| Summary | National Percentile | Rank vs Metro |
|---|---|---|
| Housing | 82nd | Best |
| Demographics | 30th | Poor |
| Amenities | 15th | Poor |
Multifamily Valuation
| Property Details | |
|---|---|
| Address | 6700 Woodley Ave, Van Nuys, CA, 91406, US |
| Region / Metro | Van Nuys |
| Year of Construction | 1986 |
| Units | 35 |
| Transaction Date | 2018-04-30 |
| Transaction Price | $8,900,000 |
| Buyer | SILVAN LLC |
| Seller | M G ENTERPRISES LLC |
6700 Woodley Ave Van Nuys Multifamily Investment
Neighborhood occupancy is strong at roughly 96.5%, and a high renter concentration (share of renter-occupied units near 74%) supports a deep tenant base, according to WDSuite’s CRE market data. This positioning points to steady leasing in a submarket where elevated ownership costs tend to sustain multifamily demand.
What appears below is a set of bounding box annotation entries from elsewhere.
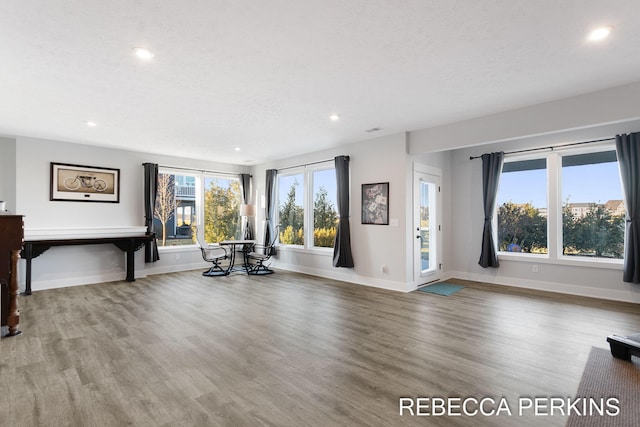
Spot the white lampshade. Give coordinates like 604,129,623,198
240,204,256,216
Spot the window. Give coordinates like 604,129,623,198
562,151,625,259
311,168,338,248
277,163,338,248
154,171,196,246
278,173,304,245
497,144,625,260
203,176,242,243
154,170,241,246
497,159,548,254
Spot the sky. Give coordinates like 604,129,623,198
498,162,622,208
278,169,338,209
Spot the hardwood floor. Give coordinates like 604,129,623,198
0,271,640,427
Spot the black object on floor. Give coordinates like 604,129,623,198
607,334,640,360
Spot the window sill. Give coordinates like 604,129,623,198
158,244,199,253
498,252,623,270
278,245,333,257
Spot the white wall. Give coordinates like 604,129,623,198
253,133,452,291
253,133,410,290
409,82,640,154
0,138,16,212
11,137,248,291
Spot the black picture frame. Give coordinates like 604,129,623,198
49,162,120,203
361,182,389,225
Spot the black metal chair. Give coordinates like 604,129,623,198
244,225,280,276
196,227,231,276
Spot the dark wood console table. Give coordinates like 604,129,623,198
0,214,24,336
22,234,155,295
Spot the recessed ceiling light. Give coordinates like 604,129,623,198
133,47,156,61
587,27,611,42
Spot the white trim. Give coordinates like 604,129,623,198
498,252,624,271
144,261,211,276
21,269,147,292
273,262,413,292
448,271,640,303
24,226,147,240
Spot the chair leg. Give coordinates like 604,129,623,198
202,262,229,276
247,262,273,276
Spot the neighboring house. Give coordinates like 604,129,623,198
604,200,625,216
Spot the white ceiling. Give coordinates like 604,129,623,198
0,0,640,164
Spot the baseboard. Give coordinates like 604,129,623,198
274,262,409,292
26,271,136,292
144,262,211,275
447,271,640,303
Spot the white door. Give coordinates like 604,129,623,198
413,167,442,285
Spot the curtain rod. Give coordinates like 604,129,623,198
469,137,615,160
276,156,342,171
149,165,253,176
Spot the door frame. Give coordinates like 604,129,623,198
411,163,443,286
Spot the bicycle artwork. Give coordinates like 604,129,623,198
50,162,120,203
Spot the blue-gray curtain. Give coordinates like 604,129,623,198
616,132,640,283
264,169,278,251
333,156,353,268
240,173,253,240
478,152,504,268
142,163,160,262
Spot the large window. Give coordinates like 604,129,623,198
311,168,338,248
498,159,548,254
562,151,625,259
278,163,338,248
203,176,242,243
154,170,241,246
497,145,625,260
278,173,304,245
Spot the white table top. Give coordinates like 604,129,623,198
218,240,256,245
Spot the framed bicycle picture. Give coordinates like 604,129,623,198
362,182,389,225
49,162,120,203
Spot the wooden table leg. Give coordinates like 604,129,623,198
6,250,22,337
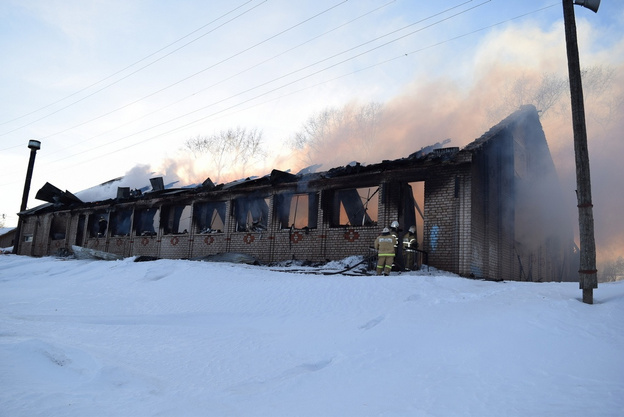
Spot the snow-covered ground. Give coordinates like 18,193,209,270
0,255,624,417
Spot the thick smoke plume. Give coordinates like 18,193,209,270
109,20,624,263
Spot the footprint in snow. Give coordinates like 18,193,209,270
360,316,385,330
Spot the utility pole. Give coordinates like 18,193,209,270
562,0,600,304
13,140,41,253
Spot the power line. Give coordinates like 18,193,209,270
35,0,348,145
0,0,266,136
30,0,396,158
5,2,558,185
37,0,498,170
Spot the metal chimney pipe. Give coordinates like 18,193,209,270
13,139,41,254
20,140,41,211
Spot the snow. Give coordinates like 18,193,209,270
0,255,624,417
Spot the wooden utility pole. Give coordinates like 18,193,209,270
562,0,598,304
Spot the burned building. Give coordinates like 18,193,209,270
18,106,578,281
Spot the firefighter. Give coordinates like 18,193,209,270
390,220,403,271
375,227,397,275
403,226,418,271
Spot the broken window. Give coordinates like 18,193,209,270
160,205,191,235
89,211,108,237
275,193,318,229
193,201,225,233
134,207,158,236
233,196,270,232
331,186,379,227
50,215,67,240
110,209,132,237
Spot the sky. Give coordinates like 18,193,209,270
0,255,624,417
0,0,624,259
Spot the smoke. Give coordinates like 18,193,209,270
280,21,624,264
96,19,624,263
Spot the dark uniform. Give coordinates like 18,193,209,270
375,228,397,275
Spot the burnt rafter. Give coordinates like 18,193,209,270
17,106,576,281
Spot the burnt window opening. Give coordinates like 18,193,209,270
110,209,132,237
88,211,108,237
233,196,269,232
50,215,67,240
193,201,225,234
331,186,379,227
160,204,191,235
134,207,158,236
275,193,318,229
Positioned in Van Nuys within the Los Angeles metro, the property benefits from neighborhood fundamentals that favor renter demand. Neighborhood occupancy is competitive among Los Angeles-Long Beach-Glendale neighborhoods (ranked 515 of 1,441; top quintile nationally), which supports income stability for multifamily assets at this address. The neighborhood’s renter concentration (renter-occupied share) is very high relative to the nation, indicating a broad tenant pool for a 35-unit community.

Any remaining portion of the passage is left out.